GitHub - charstorm/vilberta: Voice chatbot with voice+screen output to show that "not everything needs to be spoken"

3 min read Original article ↗

Vilberta

An interactive voice assistant powered by LLMs, featuring a three-stage ASR + LLM + TTS pipeline, intelligent interruption handling, and MCP support for tool calling.

Core Objective: Not everything needs to be spoken.

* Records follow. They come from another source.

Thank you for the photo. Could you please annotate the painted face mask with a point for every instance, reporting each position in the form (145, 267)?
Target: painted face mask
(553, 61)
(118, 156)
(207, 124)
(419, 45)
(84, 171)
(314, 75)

Vilberta intelligently separates conversational responses (audio) from visual content like code, lists, and data (text), creating a more natural and efficient interaction model.

Vilberta Interface

Features

  • Voice Interaction: Bidirectional audio communication with hands-free operation
  • Voice Activity Detection (VAD): Uses Silero VAD for automatic speech detection
  • Context-Aware Transcription: Uses conversation history to improve accuracy for technical terms
  • Smart Interruption Handling: Gracefully interrupts TTS when you speak and resumes context
  • MCP Integration: Support for Model Context Protocol with tool calling capabilities
  • Multimodal Output:
    • [speak]: Audio responses for conversational interaction
    • [text]: Visual content for code, lists, and complex information
  • Audio Feedback: Sound effects for user events and system states
  • Rich Terminal Interface: Basic CLI and TUI (Text User Interface) options

Note

There is no echo cancellation, so use a headset or use some conference call speaker with built-in echo cancellation capabilities -- to avoid speaker audio going back into mic.

Architecture

Vilberta uses a three-stage pipeline approach instead of direct speech-to-speech models. This design choice was made because multimodal models currently have poor tool calling capabilities, which are essential for practical applications.

Pipeline stages:

  1. ASR (Automatic Speech Recognition): Gemini 2.5 Flash (transcription only)
  2. LLM (Large Language Model):
    • GPT-4o mini for basic chat
    • Gemini 2.5 Flash for tool calling with MCP
  3. TTS (Text-to-Speech): Pockety TTS (runs locally)

Installation

  1. Clone the repository:
git clone https://github.com/charstorm/vilberta.git
cd vilberta
  1. Create and activate a virtual environment:
python -m venv venv
source venv/bin/activate
  1. Install dependencies:
pip install -r requirements.txt
  1. Set your OpenRouter API key:
export OPENROUTER_API_KEY="your-openrouter-api-key"

Configuration

Vilberta can be configured via config.toml. Key settings include:

  • Mode: basic (simple chat) or mcp (with tool calling support)
  • Models: Configure ASR, chat, and tool calling models separately
  • TTS Voice: Choose from available voices (alba, marius, javert, jean, fantine, cosette, eponine, azelma)
  • Context Management: Adjust history size and pruning thresholds

See config.toml for detailed configuration options.

Usage

Start the voice assistant with TUI interface:

python -m vilberta -i tui

Start with basic CLI interface:

python -m vilberta -i cli

Operating Modes

  • Basic Chat Mode: Simple conversational interaction with the LLM
  • MCP Mode: Full tool calling capabilities with MCP server integration

Configure the mode in config.toml before starting the application.

Known Issues

  • Sound Effect Timing: Sound effects may occasionally overlap with TTS output, creating jarring transitions. The current implementation has more sound effects than necessary.
  • NNPACK Warnings: You may see Could not initialize NNPACK! Reason: Unsupported hardware warnings on startup. These are typically harmless and restarting the application usually resolves them.
  • TTS Hang: The application may hang if exited (q for quit) during TTS playback of an utterance. Wait for the end of TTS to quit.

Technical Notes

  • Currently supports OpenRouter API, but can be extended to work with any OpenAI-compatible API provider
  • The three-stage architecture ensures robust tool calling while maintaining conversational quality

Contributing

Vibe-coded PRs are encouraged! But please keep them usable and stable.

Make sure to fix issues with ruff check vilberta and mypy --strict vilberta before submitting.